Business Associate Agreements

  It's important to have a concept of where the information is going. This is why you don't want to just leave it to others. That's where Business Associate Agreements come in. Because, when you've got a third party, that's not your own work force but a company offering you a service and part of their service is holding on to or transferring your client information, that means that those people are now essentially coming into your office and mucking around with your file cabinet. If you have Google Mail, Google Mail is basically rifling through your file cabinet all day, because they're handling all your client emails. If you're using an online practice management system, they are holding on to your file cabinet, and they process everything that goes in and out of your file cabinet, because you're putting your records into their system. So, these are people and companies that are handling your information. It doesn’t always occur to us that when we use an online service, that means we're handing client information to some other company. So, to get a Business Associate Agreement with Google, you can make use of their paid service called G Suite. It's around $5 a month, per user, and they do Business Associate Agreements. The Business Associate Agreement means that the company is aware of what they need to do in order to protect your clients’ information and protect you on a compliant level. If they do the agreement, they're promising you - in a contract - that they will protect your information. It's like getting a confidentiality agreement with a third party. If there is some sort of hack with Google, then you’re not on the hook as much.
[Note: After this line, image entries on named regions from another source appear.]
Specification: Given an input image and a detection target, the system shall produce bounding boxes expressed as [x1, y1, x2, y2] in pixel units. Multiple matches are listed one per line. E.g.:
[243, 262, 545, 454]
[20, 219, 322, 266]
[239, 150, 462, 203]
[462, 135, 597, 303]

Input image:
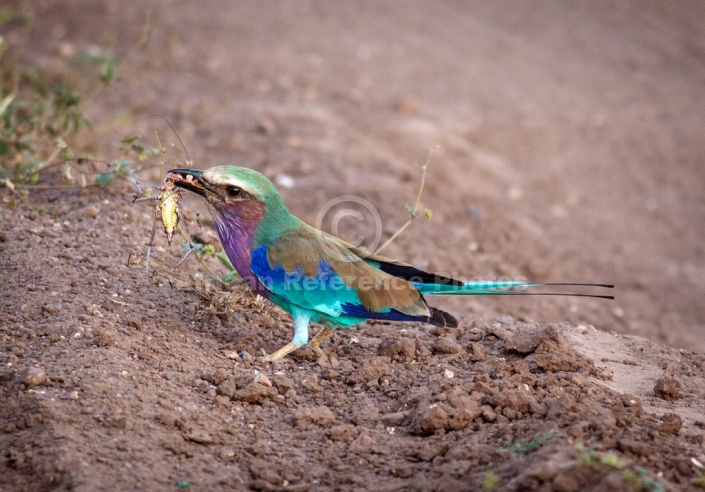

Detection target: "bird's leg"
[308, 326, 333, 357]
[257, 309, 310, 362]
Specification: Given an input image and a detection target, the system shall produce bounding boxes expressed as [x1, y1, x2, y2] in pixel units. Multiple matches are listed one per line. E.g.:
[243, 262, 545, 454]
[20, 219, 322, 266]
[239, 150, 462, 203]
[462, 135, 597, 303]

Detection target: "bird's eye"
[225, 186, 242, 197]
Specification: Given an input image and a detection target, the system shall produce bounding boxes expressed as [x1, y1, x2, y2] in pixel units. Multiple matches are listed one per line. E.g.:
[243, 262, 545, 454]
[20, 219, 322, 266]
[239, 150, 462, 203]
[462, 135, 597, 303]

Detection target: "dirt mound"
[0, 0, 705, 491]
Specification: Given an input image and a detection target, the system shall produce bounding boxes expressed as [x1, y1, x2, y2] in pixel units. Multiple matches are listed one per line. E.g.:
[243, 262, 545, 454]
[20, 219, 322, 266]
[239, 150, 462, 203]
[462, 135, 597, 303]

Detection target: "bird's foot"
[252, 343, 301, 362]
[308, 327, 333, 357]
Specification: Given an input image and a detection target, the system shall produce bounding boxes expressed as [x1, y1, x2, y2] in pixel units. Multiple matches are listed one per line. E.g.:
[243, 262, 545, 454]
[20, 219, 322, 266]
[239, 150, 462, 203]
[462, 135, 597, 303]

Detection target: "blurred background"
[3, 0, 705, 351]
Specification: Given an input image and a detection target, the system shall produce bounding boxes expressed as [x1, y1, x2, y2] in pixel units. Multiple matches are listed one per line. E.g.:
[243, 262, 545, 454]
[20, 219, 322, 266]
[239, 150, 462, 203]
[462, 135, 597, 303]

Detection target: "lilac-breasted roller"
[167, 166, 613, 361]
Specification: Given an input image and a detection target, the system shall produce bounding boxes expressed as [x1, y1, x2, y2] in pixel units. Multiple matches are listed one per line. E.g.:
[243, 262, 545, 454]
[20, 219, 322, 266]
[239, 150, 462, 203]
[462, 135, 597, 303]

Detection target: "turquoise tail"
[414, 280, 614, 299]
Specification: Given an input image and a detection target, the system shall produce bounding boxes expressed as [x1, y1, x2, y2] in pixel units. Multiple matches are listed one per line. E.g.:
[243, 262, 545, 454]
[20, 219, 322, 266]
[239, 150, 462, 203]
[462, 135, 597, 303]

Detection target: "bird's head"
[167, 166, 293, 242]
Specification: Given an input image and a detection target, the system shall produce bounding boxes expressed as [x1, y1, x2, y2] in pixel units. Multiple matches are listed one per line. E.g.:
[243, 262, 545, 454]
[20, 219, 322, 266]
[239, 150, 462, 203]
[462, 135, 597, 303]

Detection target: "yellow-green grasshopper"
[132, 175, 201, 272]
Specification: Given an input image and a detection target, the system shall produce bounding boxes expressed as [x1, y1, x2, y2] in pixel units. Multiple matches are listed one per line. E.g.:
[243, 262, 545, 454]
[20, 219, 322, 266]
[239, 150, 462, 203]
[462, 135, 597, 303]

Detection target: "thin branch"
[374, 149, 433, 254]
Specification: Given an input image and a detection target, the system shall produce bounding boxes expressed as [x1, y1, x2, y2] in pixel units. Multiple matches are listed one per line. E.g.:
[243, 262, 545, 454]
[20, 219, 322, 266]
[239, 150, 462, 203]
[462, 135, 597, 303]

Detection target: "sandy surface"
[0, 1, 705, 491]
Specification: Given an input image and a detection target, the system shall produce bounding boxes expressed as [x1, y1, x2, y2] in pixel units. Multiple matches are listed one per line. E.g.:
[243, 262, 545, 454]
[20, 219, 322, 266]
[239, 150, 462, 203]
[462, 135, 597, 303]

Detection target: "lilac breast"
[214, 212, 271, 298]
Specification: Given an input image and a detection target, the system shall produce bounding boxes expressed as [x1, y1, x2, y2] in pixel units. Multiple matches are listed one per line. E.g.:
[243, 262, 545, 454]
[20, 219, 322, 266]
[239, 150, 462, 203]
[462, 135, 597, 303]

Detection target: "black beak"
[166, 168, 208, 196]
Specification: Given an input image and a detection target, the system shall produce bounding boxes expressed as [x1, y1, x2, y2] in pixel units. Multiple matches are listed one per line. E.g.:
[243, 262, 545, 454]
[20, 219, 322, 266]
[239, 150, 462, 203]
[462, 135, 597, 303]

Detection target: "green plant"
[0, 3, 161, 190]
[573, 444, 665, 492]
[500, 432, 554, 454]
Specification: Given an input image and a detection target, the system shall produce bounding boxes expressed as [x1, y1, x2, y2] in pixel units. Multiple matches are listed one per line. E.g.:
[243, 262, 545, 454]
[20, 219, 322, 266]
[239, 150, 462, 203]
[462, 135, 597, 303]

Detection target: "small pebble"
[22, 367, 47, 386]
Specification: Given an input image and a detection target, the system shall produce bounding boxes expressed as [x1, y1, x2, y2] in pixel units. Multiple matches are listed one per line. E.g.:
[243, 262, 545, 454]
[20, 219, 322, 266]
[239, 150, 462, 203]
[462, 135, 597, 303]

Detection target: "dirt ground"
[0, 0, 705, 491]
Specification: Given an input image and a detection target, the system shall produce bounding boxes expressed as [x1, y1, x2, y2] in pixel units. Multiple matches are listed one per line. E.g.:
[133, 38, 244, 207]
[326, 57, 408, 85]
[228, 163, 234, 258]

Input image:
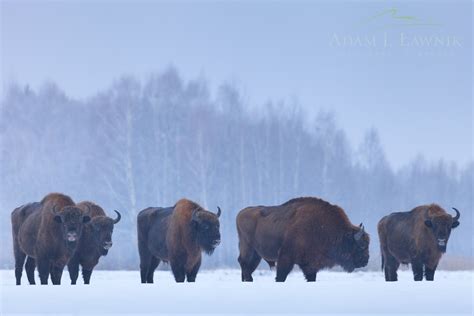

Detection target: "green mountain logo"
[361, 8, 441, 26]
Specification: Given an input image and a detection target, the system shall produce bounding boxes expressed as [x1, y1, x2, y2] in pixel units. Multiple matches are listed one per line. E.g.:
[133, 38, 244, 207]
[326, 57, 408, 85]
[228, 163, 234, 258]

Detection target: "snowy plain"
[0, 270, 473, 315]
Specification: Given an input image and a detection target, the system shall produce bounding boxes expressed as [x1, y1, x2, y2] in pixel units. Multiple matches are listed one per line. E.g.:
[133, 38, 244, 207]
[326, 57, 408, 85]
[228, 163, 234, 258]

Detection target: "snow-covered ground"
[0, 270, 473, 315]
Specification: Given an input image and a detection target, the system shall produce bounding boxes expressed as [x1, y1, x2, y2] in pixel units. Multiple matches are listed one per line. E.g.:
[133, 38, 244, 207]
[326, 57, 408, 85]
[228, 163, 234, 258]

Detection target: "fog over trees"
[0, 68, 474, 269]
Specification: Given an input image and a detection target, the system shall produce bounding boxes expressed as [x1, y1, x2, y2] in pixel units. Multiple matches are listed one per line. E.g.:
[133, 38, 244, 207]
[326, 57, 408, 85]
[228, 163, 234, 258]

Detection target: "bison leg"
[383, 254, 400, 282]
[138, 243, 153, 283]
[67, 260, 79, 285]
[186, 259, 201, 282]
[275, 253, 294, 282]
[82, 267, 92, 284]
[25, 256, 36, 285]
[425, 265, 436, 281]
[51, 266, 64, 285]
[170, 262, 186, 283]
[15, 247, 26, 285]
[238, 249, 262, 282]
[411, 261, 423, 281]
[37, 258, 50, 284]
[146, 256, 160, 283]
[299, 265, 318, 282]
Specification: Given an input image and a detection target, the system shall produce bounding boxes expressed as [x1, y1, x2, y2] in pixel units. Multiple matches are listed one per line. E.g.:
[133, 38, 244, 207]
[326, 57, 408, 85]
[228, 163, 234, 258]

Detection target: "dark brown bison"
[11, 193, 90, 284]
[377, 204, 460, 281]
[237, 197, 369, 282]
[137, 199, 221, 283]
[67, 201, 122, 284]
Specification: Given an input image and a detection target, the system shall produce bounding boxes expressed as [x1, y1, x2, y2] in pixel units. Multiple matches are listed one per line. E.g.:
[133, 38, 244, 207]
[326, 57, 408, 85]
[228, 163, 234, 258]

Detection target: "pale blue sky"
[1, 1, 473, 167]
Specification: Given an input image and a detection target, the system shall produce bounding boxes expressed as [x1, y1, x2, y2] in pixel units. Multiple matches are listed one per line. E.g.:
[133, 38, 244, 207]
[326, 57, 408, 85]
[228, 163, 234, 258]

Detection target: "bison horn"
[52, 205, 58, 215]
[191, 208, 199, 222]
[114, 210, 122, 224]
[453, 207, 461, 221]
[354, 223, 364, 241]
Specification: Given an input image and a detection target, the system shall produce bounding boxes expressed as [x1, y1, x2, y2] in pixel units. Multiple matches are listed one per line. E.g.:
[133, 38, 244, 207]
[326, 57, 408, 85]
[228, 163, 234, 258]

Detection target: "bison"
[11, 193, 91, 285]
[377, 204, 460, 281]
[67, 201, 122, 284]
[237, 197, 369, 282]
[137, 199, 221, 283]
LEAN INTO DIGITAL SECURITY

  As mentioned previously, people have identity trouble and avoidance because of the overwhelm. Yet, we really encourage people to lean into this difficult process and be aware that this doesn't mean you have to suddenly take something that is literally overwhelming and suddenly, magically sort it all out. That's not possible. Instead, ‘leaning in’ means just being ready to deal with some negative emotions, and tolerate them. And, instead of avoiding, seek out the help you need. That can mean reaching out to , or that can be a colleague, or family member, who is more tech savvy than you are. In fact, we would recommend a combination of all of them. The people we've worked with who have that combination are often some of the most successful, because they have the local resource, they have the remote resource (podcasts, etc.), and they end up getting both emotional and logistical support and they're able to get to to get to where they need to go. Ideally, you need to create a checklist and prioritize the biggest ‘problems’ you need to take care of first. Also, identify the low-hanging fruit and then just take it one step at a time. For example, you can start with full service or full device encryption, and then setting up LastPass, and updating your Gmail and PayPal accounts. So you just make this to-do list, prioritize it, and set some time aside each week to get stuck in.